In the morning, over breakfast with Miller, he broaches the subject of moving Daisy into a rental place. He's taken aback at her vehement resistance to the idea.

"Miller," he says with an exasperated sigh, "she wants to stay in Broadchurch and finish her school. What? You want her living in your attic and me sleeping on your sofa for the next two years?"

"Well, you can always sleep on the floor if my sofa offends you so bloody much," she snaps and he rolls his eyes.

"Stop picking a fight," he growls and runs a hand through his sleep-ruffled hair and scratches at the scruff on his cheek. He looks at her, his eyes puzzled and sad. "I think you splitting your time between here and Stonebridge is taking a toll. The South Coast Killer case is stalled, and my prankster-"
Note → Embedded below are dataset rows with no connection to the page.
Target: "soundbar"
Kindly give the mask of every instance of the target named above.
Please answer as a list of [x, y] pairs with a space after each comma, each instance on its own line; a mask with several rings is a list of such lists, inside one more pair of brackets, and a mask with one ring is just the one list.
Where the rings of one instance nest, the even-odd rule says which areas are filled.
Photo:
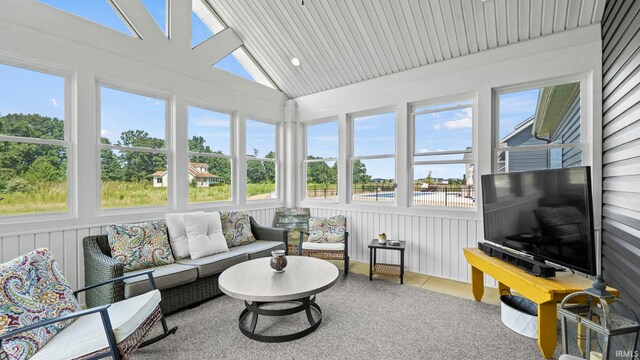
[[523, 269], [528, 274], [535, 275], [537, 277], [554, 277], [558, 270], [556, 267], [545, 264], [543, 261], [537, 261], [495, 245], [481, 242], [478, 243], [478, 248], [491, 257], [513, 264]]

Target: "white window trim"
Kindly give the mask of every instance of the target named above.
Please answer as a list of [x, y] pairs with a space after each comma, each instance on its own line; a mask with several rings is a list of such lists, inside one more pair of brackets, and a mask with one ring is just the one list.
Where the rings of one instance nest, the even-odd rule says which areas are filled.
[[[445, 105], [449, 103], [456, 103], [462, 101], [470, 101], [470, 104], [460, 104], [455, 106], [445, 106], [437, 109], [429, 109], [423, 111], [415, 111], [419, 107], [425, 106], [437, 106], [437, 105]], [[450, 164], [468, 164], [475, 165], [477, 172], [477, 146], [476, 146], [476, 133], [477, 133], [477, 113], [478, 113], [478, 99], [476, 93], [463, 93], [451, 96], [445, 96], [440, 98], [434, 98], [419, 102], [414, 102], [409, 104], [409, 177], [408, 177], [408, 196], [409, 196], [409, 208], [416, 209], [429, 209], [429, 210], [450, 210], [454, 212], [477, 212], [478, 211], [478, 181], [479, 174], [474, 174], [476, 179], [473, 182], [473, 189], [476, 193], [476, 204], [473, 207], [458, 207], [458, 206], [436, 206], [436, 205], [420, 205], [415, 204], [413, 202], [413, 182], [415, 175], [415, 167], [419, 165], [450, 165]], [[461, 149], [461, 150], [443, 150], [443, 151], [428, 151], [428, 152], [416, 152], [415, 144], [416, 144], [416, 116], [423, 114], [434, 114], [443, 111], [451, 111], [451, 110], [460, 110], [460, 109], [471, 109], [471, 149]], [[420, 156], [438, 156], [438, 155], [464, 155], [471, 154], [471, 159], [469, 160], [424, 160], [424, 161], [416, 161], [416, 157]]]
[[27, 60], [17, 60], [0, 54], [0, 64], [34, 71], [45, 75], [57, 76], [64, 79], [64, 139], [40, 139], [20, 136], [0, 135], [2, 142], [17, 142], [37, 145], [64, 146], [67, 154], [67, 211], [46, 212], [37, 214], [16, 214], [0, 216], [0, 224], [20, 223], [28, 221], [45, 221], [74, 218], [77, 215], [77, 186], [76, 186], [76, 117], [75, 117], [75, 76], [73, 72], [33, 63]]
[[[208, 110], [208, 111], [213, 111], [213, 112], [217, 112], [217, 113], [222, 113], [222, 114], [227, 114], [229, 115], [229, 137], [230, 137], [230, 142], [229, 142], [229, 152], [230, 154], [213, 154], [213, 153], [200, 153], [200, 152], [194, 152], [194, 151], [189, 151], [189, 140], [191, 139], [191, 137], [189, 136], [189, 121], [191, 121], [191, 119], [188, 116], [188, 109], [190, 107], [196, 107], [199, 108], [201, 110]], [[221, 109], [218, 108], [216, 106], [212, 106], [212, 105], [207, 105], [207, 104], [202, 104], [202, 103], [198, 103], [195, 101], [191, 101], [187, 103], [187, 165], [190, 162], [190, 159], [192, 156], [204, 156], [204, 157], [212, 157], [212, 158], [220, 158], [220, 159], [228, 159], [231, 162], [231, 182], [230, 182], [230, 191], [231, 191], [231, 199], [229, 200], [222, 200], [222, 201], [203, 201], [203, 202], [195, 202], [192, 203], [189, 199], [189, 195], [187, 194], [187, 208], [190, 209], [198, 209], [198, 208], [204, 208], [204, 207], [210, 207], [211, 205], [235, 205], [237, 204], [238, 199], [236, 198], [236, 184], [235, 184], [235, 180], [236, 180], [236, 176], [235, 176], [235, 167], [237, 166], [237, 154], [236, 154], [236, 134], [238, 133], [238, 131], [236, 130], [236, 118], [237, 118], [238, 114], [237, 112], [233, 111], [233, 110], [229, 110], [229, 109]], [[187, 175], [188, 178], [189, 175]]]
[[[525, 145], [525, 146], [500, 146], [500, 95], [510, 94], [514, 92], [526, 91], [544, 88], [548, 86], [563, 85], [570, 83], [579, 83], [580, 90], [580, 142], [579, 143], [566, 143], [566, 144], [546, 144], [546, 145]], [[586, 107], [588, 105], [585, 98], [585, 91], [590, 87], [589, 76], [586, 74], [576, 74], [569, 76], [562, 76], [553, 79], [546, 79], [540, 81], [528, 82], [526, 84], [519, 84], [514, 86], [505, 86], [493, 89], [492, 103], [493, 119], [491, 122], [492, 129], [492, 144], [491, 144], [491, 171], [498, 171], [498, 154], [502, 151], [506, 151], [508, 157], [511, 152], [518, 151], [536, 151], [536, 150], [551, 150], [551, 149], [563, 149], [563, 148], [579, 148], [582, 151], [581, 166], [590, 166], [592, 164], [591, 154], [587, 145], [590, 144], [588, 136], [588, 128], [590, 127], [590, 117], [586, 114]], [[505, 172], [508, 173], [508, 161], [505, 161]]]
[[[121, 91], [125, 93], [130, 93], [134, 95], [140, 95], [145, 97], [150, 97], [157, 100], [163, 100], [165, 102], [165, 148], [164, 149], [151, 149], [151, 148], [142, 148], [135, 146], [120, 146], [113, 144], [101, 144], [101, 129], [102, 129], [102, 96], [100, 89], [107, 88], [111, 90]], [[97, 215], [118, 215], [118, 214], [132, 214], [132, 213], [140, 213], [140, 212], [150, 212], [150, 211], [163, 211], [173, 208], [173, 204], [175, 203], [175, 194], [173, 192], [174, 186], [167, 185], [167, 202], [164, 205], [148, 205], [148, 206], [133, 206], [133, 207], [123, 207], [123, 208], [103, 208], [102, 207], [102, 161], [101, 161], [101, 150], [119, 150], [119, 151], [132, 151], [132, 152], [147, 152], [147, 153], [155, 153], [155, 154], [166, 154], [167, 156], [167, 172], [169, 174], [168, 178], [174, 178], [173, 173], [174, 169], [171, 164], [173, 164], [173, 127], [171, 126], [173, 115], [172, 115], [172, 107], [173, 107], [173, 97], [170, 94], [159, 93], [157, 91], [152, 91], [148, 89], [142, 89], [136, 86], [117, 84], [111, 81], [105, 81], [101, 79], [96, 79], [96, 140], [97, 151], [96, 151], [96, 173], [95, 173], [95, 181], [96, 181], [96, 214]]]
[[[276, 153], [275, 158], [273, 159], [268, 159], [268, 158], [262, 158], [262, 157], [252, 157], [252, 156], [247, 156], [247, 121], [255, 121], [255, 122], [259, 122], [259, 123], [263, 123], [263, 124], [268, 124], [268, 125], [273, 125], [274, 126], [274, 135], [275, 135], [275, 149], [274, 152]], [[281, 179], [282, 179], [282, 175], [281, 175], [281, 171], [282, 171], [282, 166], [280, 166], [280, 164], [282, 163], [281, 160], [281, 156], [282, 156], [282, 151], [281, 151], [281, 146], [282, 144], [282, 122], [281, 121], [273, 121], [273, 120], [269, 120], [269, 119], [264, 119], [264, 118], [260, 118], [260, 117], [256, 117], [256, 116], [251, 116], [249, 114], [247, 114], [244, 117], [244, 153], [242, 154], [243, 158], [244, 158], [244, 169], [243, 171], [245, 172], [245, 176], [244, 176], [244, 180], [245, 180], [245, 192], [244, 192], [244, 201], [247, 204], [264, 204], [264, 203], [279, 203], [282, 202], [282, 193], [284, 192], [284, 189], [282, 188], [282, 184], [281, 184]], [[274, 198], [268, 198], [268, 199], [249, 199], [249, 192], [247, 191], [247, 185], [249, 185], [248, 182], [248, 178], [246, 176], [246, 172], [247, 172], [247, 165], [249, 164], [249, 161], [266, 161], [266, 162], [272, 162], [275, 164], [275, 191], [276, 191], [276, 196]]]
[[[387, 106], [387, 107], [383, 107], [383, 108], [377, 108], [377, 109], [371, 109], [371, 110], [365, 110], [365, 111], [360, 111], [360, 112], [356, 112], [356, 113], [350, 113], [347, 114], [347, 128], [348, 128], [348, 144], [349, 144], [349, 153], [347, 154], [347, 166], [346, 166], [346, 170], [347, 170], [347, 177], [348, 177], [348, 189], [346, 189], [347, 191], [347, 203], [348, 204], [360, 204], [360, 205], [364, 205], [364, 204], [372, 204], [375, 203], [376, 206], [386, 206], [386, 207], [397, 207], [398, 206], [398, 186], [400, 186], [400, 184], [398, 184], [397, 179], [395, 184], [396, 184], [396, 189], [394, 190], [395, 196], [393, 197], [393, 201], [389, 201], [389, 202], [384, 202], [384, 201], [366, 201], [366, 200], [357, 200], [353, 198], [353, 163], [356, 160], [377, 160], [377, 159], [394, 159], [393, 161], [393, 174], [394, 177], [397, 176], [397, 168], [398, 168], [398, 158], [397, 158], [397, 154], [379, 154], [379, 155], [361, 155], [361, 156], [354, 156], [354, 146], [355, 146], [355, 129], [354, 129], [354, 120], [357, 118], [362, 118], [362, 117], [368, 117], [368, 116], [375, 116], [375, 115], [382, 115], [382, 114], [387, 114], [387, 113], [393, 113], [394, 114], [394, 120], [395, 123], [393, 124], [394, 126], [394, 149], [398, 149], [398, 110], [396, 109], [395, 106]], [[340, 165], [338, 165], [340, 166]]]
[[[309, 128], [309, 126], [314, 126], [314, 125], [322, 125], [322, 124], [328, 124], [328, 123], [333, 123], [335, 122], [336, 125], [338, 126], [338, 156], [334, 157], [334, 158], [322, 158], [322, 159], [307, 159], [308, 156], [308, 139], [307, 139], [307, 129]], [[340, 202], [340, 171], [338, 171], [338, 173], [336, 174], [336, 198], [335, 199], [322, 199], [322, 198], [310, 198], [307, 197], [307, 164], [308, 163], [312, 163], [312, 162], [335, 162], [338, 164], [338, 169], [340, 168], [340, 118], [338, 116], [334, 116], [334, 117], [328, 117], [328, 118], [322, 118], [322, 119], [318, 119], [318, 120], [312, 120], [312, 121], [307, 121], [303, 124], [302, 127], [302, 151], [303, 151], [303, 155], [302, 155], [302, 166], [301, 166], [301, 176], [300, 176], [300, 181], [302, 182], [302, 196], [300, 197], [302, 199], [302, 201], [304, 202], [308, 202], [308, 203], [314, 203], [314, 202], [318, 202], [318, 203], [330, 203], [330, 204], [337, 204]]]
"Stalker, Hardy. Your stalker."

"Well, whatever you want to call them, they seem to have disappeared, so we can stop worrying about them, too. I'd take Daisy back to Stonebridge, except she's too happy here, plus she doesn't want to go. You don't need to come to Stonebridge every other week anymore. Stay here, raise your children, help us solve the South Coast Killer case, and-and move on with your life."

"Oh, what? I'm not good enough for you now?"

"I'm trying to be kind."

Miller stands, scraping back her chair. "Don't be kind, it doesn't suite you," she snaps, "and you're not putting that poor, defenseless sixteen-year-old in some rental shack down by the ocean! She's staying here, with me, and Tom, and Fred, and we'll take care of her, and you can damn well sleep on my damn sofa every damn weekend!"

He stares unblinkingly at her. "Date didn't go well last night, then?" he says cautiously.

She glares then crumples as she plops back into her chair. "Disastrous. I'd forgotten how horrible dating can be."

"Oi. What went wrong?"

"Bloody everything, from him yelling at the waiter to groping me in the parking lot."

He raises an eyebrow. "Is he in the hospital then?"

"Just a sprained wrist and wrenched shoulder," she mutters sheepishly, "he'll be fine."

Hardy nods, wide eyes never leaving her face. "So...no second date then, aye?"

She makes a face and he dodges the piece of toast she throws at him.

They're both still chuckling when Daisy shuffles into the kitchen with a yawn and says, "Why's this toast on the floor?" which sends them off into another burst of laughter.


"I meant what I said, Miller," Hardy says later that afternoon, once Tom and Daisy have left and Fred is down for his nap.

Miller gives him a puzzled frown.

"About coming to Stonebridge every other week. It's taking time away from your life here for no good reason."

She looks at him with unfathomable dark eyes, her face drawn.

"Maybe you're right," she says slowly.

"I know I am," he murmurs and glances away.